Obviously, many people begin diets in January, but in our case it didn't have much to do with Christmas, it was more to do with it being a new year. We hadn't eaten that much over the festive period and we felt no more bloated than usual (our New Year buffet, though, was a calorie fest, and we did eat quite a lot of Chinese duck and pancakes, not traditional Christmas fare but the fat doesn't care). What I don't think we were expecting, I certainly wasn't, was how much better our respective diets would make us feel.

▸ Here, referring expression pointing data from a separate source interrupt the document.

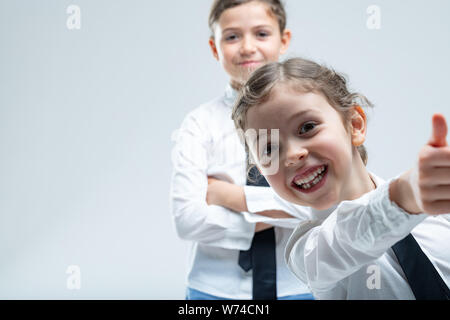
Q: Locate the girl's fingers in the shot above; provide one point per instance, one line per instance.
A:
(434, 157)
(437, 207)
(439, 135)
(434, 176)
(436, 193)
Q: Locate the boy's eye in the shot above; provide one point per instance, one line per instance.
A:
(306, 127)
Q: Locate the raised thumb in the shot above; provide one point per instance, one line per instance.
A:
(438, 137)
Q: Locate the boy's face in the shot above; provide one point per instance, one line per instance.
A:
(319, 165)
(246, 37)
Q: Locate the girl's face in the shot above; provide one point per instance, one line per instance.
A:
(246, 37)
(319, 165)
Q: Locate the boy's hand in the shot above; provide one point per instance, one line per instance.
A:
(231, 196)
(426, 188)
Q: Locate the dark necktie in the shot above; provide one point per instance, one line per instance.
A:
(261, 255)
(424, 280)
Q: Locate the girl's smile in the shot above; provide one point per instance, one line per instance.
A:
(318, 164)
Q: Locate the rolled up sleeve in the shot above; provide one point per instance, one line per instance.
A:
(194, 219)
(322, 253)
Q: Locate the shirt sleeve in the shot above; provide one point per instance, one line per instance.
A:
(260, 199)
(194, 219)
(322, 253)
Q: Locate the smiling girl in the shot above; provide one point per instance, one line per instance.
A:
(359, 223)
(208, 155)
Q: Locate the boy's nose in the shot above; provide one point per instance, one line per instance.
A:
(295, 155)
(247, 46)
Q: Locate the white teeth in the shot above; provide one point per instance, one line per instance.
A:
(311, 180)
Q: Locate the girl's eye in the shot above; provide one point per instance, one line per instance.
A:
(231, 37)
(306, 127)
(268, 150)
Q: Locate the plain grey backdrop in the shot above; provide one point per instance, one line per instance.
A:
(86, 118)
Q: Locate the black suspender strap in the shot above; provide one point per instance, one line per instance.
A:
(424, 280)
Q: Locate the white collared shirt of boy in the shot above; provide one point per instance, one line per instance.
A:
(345, 252)
(207, 144)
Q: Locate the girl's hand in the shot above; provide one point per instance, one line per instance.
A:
(426, 188)
(225, 194)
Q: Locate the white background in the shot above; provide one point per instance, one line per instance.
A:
(86, 118)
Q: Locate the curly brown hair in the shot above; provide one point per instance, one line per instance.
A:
(305, 76)
(219, 6)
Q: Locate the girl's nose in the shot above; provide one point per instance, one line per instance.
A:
(295, 155)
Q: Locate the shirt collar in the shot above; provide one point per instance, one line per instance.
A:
(230, 96)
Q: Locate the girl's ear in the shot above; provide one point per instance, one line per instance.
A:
(285, 40)
(212, 45)
(358, 126)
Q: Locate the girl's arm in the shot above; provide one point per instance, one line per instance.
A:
(358, 232)
(233, 197)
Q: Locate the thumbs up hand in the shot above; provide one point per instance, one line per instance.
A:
(426, 187)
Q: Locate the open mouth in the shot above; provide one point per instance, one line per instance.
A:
(313, 182)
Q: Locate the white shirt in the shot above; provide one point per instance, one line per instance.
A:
(207, 144)
(345, 252)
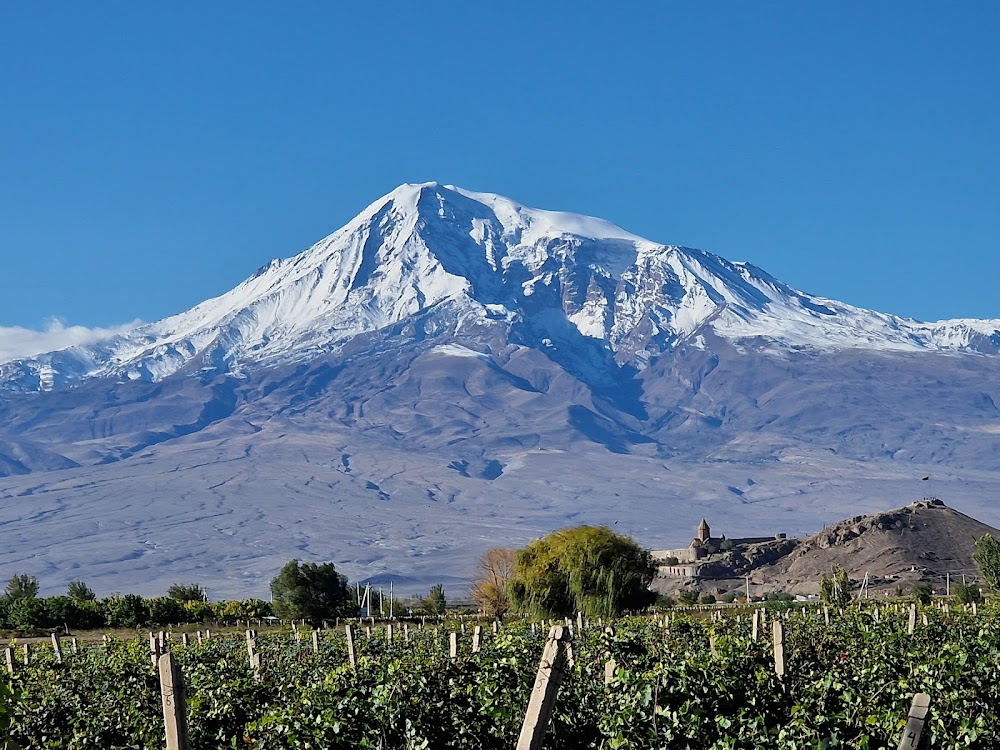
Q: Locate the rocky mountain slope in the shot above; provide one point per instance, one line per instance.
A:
(452, 369)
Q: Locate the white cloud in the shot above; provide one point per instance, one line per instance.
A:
(17, 342)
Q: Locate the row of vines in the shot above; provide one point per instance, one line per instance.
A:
(690, 684)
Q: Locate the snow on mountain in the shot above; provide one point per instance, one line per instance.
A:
(462, 262)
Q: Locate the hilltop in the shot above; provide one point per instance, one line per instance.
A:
(453, 368)
(923, 541)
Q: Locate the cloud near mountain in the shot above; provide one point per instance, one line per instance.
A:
(17, 342)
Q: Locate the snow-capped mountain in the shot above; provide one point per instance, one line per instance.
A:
(457, 263)
(451, 371)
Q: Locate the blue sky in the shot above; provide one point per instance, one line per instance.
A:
(156, 154)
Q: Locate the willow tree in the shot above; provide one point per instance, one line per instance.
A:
(587, 569)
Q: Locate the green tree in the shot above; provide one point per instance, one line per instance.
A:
(688, 596)
(922, 592)
(187, 592)
(29, 613)
(987, 557)
(78, 591)
(164, 610)
(489, 587)
(836, 590)
(967, 593)
(22, 587)
(588, 569)
(435, 603)
(311, 591)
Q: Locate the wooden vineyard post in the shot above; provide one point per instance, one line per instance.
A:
(610, 668)
(477, 639)
(349, 631)
(174, 703)
(253, 653)
(915, 722)
(545, 689)
(779, 648)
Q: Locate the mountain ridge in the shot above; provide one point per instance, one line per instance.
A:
(415, 388)
(494, 261)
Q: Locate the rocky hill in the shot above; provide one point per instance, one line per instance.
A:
(451, 369)
(923, 541)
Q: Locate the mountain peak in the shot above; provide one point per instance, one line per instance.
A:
(467, 263)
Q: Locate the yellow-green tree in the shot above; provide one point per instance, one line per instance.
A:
(588, 569)
(489, 587)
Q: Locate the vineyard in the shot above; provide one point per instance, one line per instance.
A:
(675, 681)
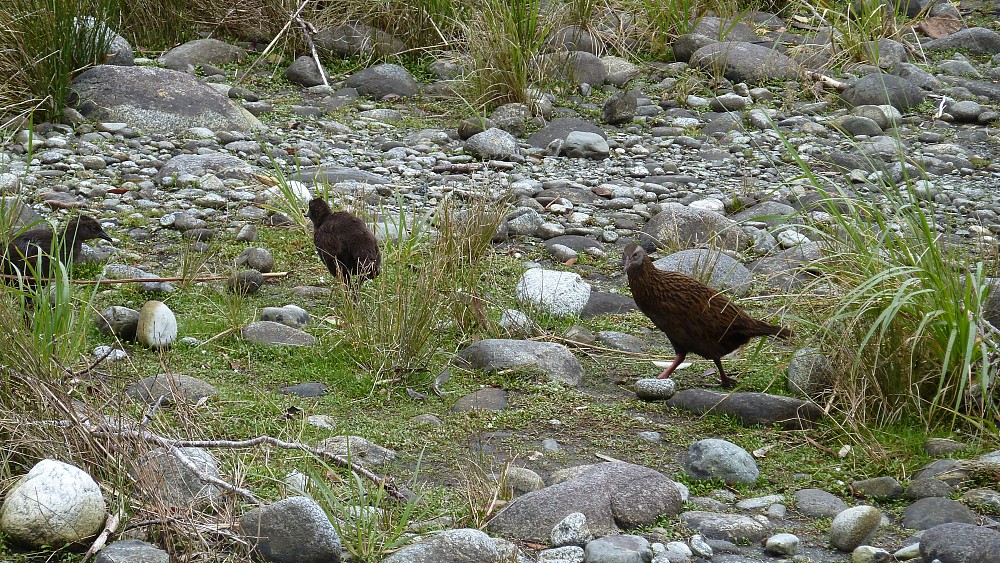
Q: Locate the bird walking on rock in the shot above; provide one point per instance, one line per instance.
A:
(29, 255)
(695, 317)
(345, 244)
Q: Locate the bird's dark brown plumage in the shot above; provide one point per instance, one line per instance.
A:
(34, 248)
(345, 244)
(695, 317)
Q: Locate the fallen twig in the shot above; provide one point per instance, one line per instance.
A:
(110, 527)
(172, 444)
(109, 281)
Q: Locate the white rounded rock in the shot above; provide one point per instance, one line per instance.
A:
(556, 292)
(54, 504)
(157, 327)
(853, 526)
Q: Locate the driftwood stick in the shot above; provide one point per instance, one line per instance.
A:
(110, 527)
(142, 280)
(172, 445)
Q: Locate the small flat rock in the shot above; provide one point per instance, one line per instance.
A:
(886, 487)
(817, 503)
(559, 129)
(728, 527)
(358, 449)
(625, 547)
(556, 361)
(311, 389)
(611, 496)
(171, 483)
(653, 389)
(943, 446)
(294, 529)
(276, 334)
(157, 326)
(554, 291)
(750, 408)
(486, 399)
(933, 511)
(854, 526)
(174, 388)
(719, 459)
(131, 551)
(382, 80)
(155, 100)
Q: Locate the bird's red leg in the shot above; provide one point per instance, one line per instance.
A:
(673, 366)
(727, 382)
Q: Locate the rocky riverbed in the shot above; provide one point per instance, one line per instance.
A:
(628, 153)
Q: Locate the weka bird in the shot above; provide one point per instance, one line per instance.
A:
(695, 317)
(345, 244)
(30, 253)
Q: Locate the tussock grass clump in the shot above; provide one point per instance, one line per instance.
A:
(503, 39)
(45, 43)
(906, 322)
(432, 266)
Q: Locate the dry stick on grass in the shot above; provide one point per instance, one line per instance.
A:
(144, 280)
(151, 438)
(110, 527)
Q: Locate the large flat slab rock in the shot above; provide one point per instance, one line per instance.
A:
(750, 408)
(156, 100)
(613, 496)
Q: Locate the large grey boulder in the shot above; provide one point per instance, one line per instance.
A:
(979, 40)
(272, 333)
(727, 527)
(201, 51)
(744, 62)
(555, 361)
(156, 100)
(383, 80)
(293, 530)
(173, 387)
(52, 505)
(612, 496)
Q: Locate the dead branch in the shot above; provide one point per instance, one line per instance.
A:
(141, 280)
(110, 527)
(105, 431)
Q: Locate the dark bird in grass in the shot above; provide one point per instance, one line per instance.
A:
(345, 244)
(695, 317)
(30, 253)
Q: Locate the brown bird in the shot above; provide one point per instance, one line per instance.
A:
(345, 244)
(695, 317)
(30, 253)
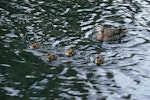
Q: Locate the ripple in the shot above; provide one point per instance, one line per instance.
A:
(60, 25)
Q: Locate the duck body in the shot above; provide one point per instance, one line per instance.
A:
(109, 34)
(50, 57)
(34, 45)
(70, 52)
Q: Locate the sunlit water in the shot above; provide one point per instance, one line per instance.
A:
(61, 24)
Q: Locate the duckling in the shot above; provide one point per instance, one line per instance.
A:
(34, 46)
(99, 60)
(109, 34)
(70, 52)
(50, 57)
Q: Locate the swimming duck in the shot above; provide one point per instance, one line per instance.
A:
(70, 52)
(50, 57)
(109, 34)
(34, 45)
(99, 60)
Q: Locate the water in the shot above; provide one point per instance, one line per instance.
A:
(58, 25)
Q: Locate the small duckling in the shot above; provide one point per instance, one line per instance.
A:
(99, 60)
(34, 45)
(70, 52)
(109, 34)
(50, 57)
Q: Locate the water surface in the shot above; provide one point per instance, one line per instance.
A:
(58, 25)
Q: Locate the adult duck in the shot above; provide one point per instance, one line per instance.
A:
(109, 34)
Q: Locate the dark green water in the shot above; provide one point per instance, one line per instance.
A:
(61, 24)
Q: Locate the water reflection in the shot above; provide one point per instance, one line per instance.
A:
(59, 25)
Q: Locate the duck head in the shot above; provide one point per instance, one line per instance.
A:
(100, 32)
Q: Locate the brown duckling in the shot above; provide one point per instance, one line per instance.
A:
(70, 52)
(50, 57)
(109, 34)
(99, 60)
(34, 45)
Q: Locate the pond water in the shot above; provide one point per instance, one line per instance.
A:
(61, 24)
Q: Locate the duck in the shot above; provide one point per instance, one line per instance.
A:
(99, 60)
(34, 45)
(70, 52)
(50, 57)
(109, 34)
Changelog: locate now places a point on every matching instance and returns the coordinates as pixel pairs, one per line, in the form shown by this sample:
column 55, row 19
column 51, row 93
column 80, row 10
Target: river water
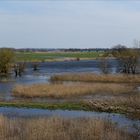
column 42, row 75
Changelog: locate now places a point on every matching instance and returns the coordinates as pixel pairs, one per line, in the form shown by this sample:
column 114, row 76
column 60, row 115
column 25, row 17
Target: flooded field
column 47, row 69
column 118, row 119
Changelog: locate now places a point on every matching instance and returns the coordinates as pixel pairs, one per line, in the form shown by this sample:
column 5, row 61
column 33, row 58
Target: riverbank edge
column 67, row 106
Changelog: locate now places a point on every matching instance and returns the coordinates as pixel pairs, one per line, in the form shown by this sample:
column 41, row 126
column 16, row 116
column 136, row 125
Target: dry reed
column 90, row 77
column 56, row 128
column 69, row 90
column 129, row 104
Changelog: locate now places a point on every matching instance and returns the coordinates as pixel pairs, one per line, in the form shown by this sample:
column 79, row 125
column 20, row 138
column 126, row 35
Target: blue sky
column 69, row 24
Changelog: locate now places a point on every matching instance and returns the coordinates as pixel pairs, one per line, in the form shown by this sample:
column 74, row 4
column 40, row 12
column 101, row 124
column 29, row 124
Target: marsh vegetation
column 61, row 129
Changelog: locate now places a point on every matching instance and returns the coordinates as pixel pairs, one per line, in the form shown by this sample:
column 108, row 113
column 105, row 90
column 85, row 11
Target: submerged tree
column 6, row 60
column 128, row 58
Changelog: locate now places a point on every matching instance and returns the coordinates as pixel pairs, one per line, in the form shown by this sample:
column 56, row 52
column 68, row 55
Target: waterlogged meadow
column 69, row 100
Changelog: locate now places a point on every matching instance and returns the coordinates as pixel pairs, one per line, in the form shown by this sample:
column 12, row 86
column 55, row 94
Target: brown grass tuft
column 69, row 90
column 56, row 128
column 90, row 77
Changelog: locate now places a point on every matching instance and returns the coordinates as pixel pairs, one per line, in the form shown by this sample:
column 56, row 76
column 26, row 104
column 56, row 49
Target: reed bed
column 90, row 77
column 69, row 90
column 123, row 104
column 56, row 128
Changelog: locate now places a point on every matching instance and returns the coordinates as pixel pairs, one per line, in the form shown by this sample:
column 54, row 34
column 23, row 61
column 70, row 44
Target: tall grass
column 89, row 77
column 69, row 90
column 56, row 128
column 129, row 104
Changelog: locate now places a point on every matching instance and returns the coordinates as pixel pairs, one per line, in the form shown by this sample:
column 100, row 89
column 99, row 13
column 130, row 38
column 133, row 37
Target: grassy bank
column 50, row 106
column 56, row 128
column 89, row 77
column 69, row 90
column 54, row 56
column 129, row 105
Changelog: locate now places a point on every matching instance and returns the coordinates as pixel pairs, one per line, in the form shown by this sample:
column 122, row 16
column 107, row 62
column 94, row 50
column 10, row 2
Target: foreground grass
column 128, row 105
column 56, row 128
column 50, row 106
column 89, row 77
column 69, row 90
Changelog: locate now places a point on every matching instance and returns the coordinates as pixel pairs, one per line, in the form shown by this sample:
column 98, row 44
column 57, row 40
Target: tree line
column 128, row 58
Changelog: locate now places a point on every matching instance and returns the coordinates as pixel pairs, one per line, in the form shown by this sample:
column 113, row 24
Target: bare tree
column 6, row 59
column 128, row 58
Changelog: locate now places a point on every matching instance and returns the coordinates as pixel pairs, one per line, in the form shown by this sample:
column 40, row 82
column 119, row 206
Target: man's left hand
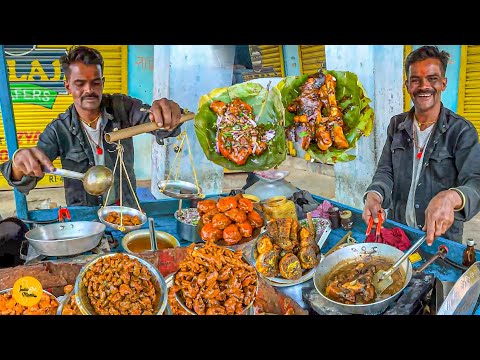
column 439, row 215
column 166, row 113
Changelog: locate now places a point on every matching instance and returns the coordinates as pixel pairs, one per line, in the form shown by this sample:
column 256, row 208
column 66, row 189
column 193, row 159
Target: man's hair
column 83, row 54
column 428, row 52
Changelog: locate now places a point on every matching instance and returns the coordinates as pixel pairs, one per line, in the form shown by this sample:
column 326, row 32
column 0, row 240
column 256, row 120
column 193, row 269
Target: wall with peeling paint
column 379, row 69
column 184, row 73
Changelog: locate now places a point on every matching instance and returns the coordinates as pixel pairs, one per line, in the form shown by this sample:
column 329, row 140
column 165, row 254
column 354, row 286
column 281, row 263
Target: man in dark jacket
column 428, row 175
column 77, row 135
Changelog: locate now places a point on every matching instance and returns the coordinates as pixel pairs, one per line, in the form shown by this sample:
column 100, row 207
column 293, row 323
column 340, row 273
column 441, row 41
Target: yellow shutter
column 40, row 68
column 311, row 58
column 407, row 49
column 469, row 85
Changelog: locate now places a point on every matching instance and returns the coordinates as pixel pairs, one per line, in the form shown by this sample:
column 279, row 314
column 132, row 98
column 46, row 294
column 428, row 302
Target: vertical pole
column 9, row 128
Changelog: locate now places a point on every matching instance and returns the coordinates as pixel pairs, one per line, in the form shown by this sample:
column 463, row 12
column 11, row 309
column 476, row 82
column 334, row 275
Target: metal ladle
column 96, row 180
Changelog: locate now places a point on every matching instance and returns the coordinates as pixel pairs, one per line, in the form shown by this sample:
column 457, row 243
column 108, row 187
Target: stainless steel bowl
column 64, row 239
column 353, row 253
column 103, row 213
column 157, row 279
column 186, row 231
column 145, row 233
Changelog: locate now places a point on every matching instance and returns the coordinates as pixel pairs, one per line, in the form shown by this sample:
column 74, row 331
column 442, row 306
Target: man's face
column 85, row 83
column 425, row 84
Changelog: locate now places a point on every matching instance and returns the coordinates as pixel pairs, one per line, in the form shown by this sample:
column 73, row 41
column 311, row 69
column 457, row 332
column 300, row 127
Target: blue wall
column 140, row 85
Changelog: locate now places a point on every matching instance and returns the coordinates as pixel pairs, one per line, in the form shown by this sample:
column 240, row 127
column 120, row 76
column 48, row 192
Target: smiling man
column 77, row 135
column 428, row 175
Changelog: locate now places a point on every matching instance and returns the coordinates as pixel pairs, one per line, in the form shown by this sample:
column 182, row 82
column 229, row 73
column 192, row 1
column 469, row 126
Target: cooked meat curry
column 352, row 283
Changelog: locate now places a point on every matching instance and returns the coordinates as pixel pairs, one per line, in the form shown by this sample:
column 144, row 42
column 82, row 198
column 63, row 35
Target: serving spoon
column 96, row 180
column 383, row 279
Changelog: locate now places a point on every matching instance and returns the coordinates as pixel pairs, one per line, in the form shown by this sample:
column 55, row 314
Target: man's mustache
column 423, row 92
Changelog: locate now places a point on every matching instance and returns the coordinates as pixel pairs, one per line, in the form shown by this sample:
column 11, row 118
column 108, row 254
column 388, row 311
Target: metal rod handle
column 406, row 255
column 65, row 173
column 140, row 129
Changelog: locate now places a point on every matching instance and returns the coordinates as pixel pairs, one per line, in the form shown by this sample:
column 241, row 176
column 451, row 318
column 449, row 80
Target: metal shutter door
column 272, row 56
column 469, row 84
column 311, row 58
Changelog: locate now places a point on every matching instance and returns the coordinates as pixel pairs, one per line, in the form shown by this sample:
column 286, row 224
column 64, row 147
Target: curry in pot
column 352, row 283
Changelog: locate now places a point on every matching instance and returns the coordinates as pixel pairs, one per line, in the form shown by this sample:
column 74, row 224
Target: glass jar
column 279, row 207
column 469, row 254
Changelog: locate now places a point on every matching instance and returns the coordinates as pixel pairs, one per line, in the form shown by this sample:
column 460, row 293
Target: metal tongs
column 378, row 228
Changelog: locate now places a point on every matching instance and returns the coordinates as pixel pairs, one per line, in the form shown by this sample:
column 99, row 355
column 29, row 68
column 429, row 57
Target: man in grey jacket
column 77, row 135
column 428, row 175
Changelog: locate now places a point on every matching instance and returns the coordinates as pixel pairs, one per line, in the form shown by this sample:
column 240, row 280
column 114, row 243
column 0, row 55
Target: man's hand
column 373, row 204
column 30, row 162
column 166, row 113
column 439, row 214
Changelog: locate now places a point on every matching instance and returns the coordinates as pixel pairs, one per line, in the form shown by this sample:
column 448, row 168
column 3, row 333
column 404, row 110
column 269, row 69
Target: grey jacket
column 65, row 137
column 451, row 159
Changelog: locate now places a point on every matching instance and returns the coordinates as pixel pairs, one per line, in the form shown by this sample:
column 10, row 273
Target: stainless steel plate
column 463, row 297
column 175, row 189
column 65, row 239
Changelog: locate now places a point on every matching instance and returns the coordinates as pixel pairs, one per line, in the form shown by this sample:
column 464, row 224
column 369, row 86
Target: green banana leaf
column 267, row 105
column 350, row 95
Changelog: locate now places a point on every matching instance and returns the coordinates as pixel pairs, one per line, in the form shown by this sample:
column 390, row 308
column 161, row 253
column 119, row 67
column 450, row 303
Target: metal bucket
column 353, row 253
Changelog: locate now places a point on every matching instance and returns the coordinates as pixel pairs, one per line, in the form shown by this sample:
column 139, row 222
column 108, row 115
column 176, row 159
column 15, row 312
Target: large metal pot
column 354, row 253
column 158, row 281
column 64, row 239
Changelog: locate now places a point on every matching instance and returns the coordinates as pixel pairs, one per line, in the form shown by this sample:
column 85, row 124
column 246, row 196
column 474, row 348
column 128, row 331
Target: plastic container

If I'm honest so far I'd say that the Cronometer diet is seeming to work out a little better because I have not only dials measuring how many calories I'm eating but also dials measuring how much of all the major nutrients I'm supposed to eat which seems to have the effect of a psychological buttress. When you've eaten over 130% of the necessary protein, carbs and fat for the day you feel reassured that you have done well and you don't need the 300 calories you have left in your calorie budget for anything. I have not gone to bed hungry during this diet, or felt pangs of regret for cake or ice-cream.
The one problem of the Weight Watchers approach is the fact it boils everything down to a simple variety of points. They changed their system a short while ago to make fruit and vegetables point free, the fruit, in particular is controversial. The apparent reasoning behind it was that people were skipping a one point banana to save points for a seven point chocolate bar and in the end it would have been better if people had eaten the fruit and the chocolate bar.
The new problem is that people are now eating twelve bunches of grapes in a week and wondering where the sugar pounds are coming from.
Even so, as I have to remind myself I like dials, numbers and statistics and a lot of people find them tedious in the extreme so the main heading has to be "everybody's shrinking over here".
There's light in the mornings now, just a little, and light in the evenings. The seasons are slowly shifting just as the weight is slowly melting away. I think once you've entered the third or fourth week of a process like this you can start to feel in tune with these natural processes as your weight decreases and it appears to be in tune with the waking world. You can look forward to spring and summer, months away and consider how many pounds you might be lighter by the time its shorts and t-shirt weather. It's a more poetic kind of motivator.
For now, back to cold mornings and hot porridge. See you for the weigh in!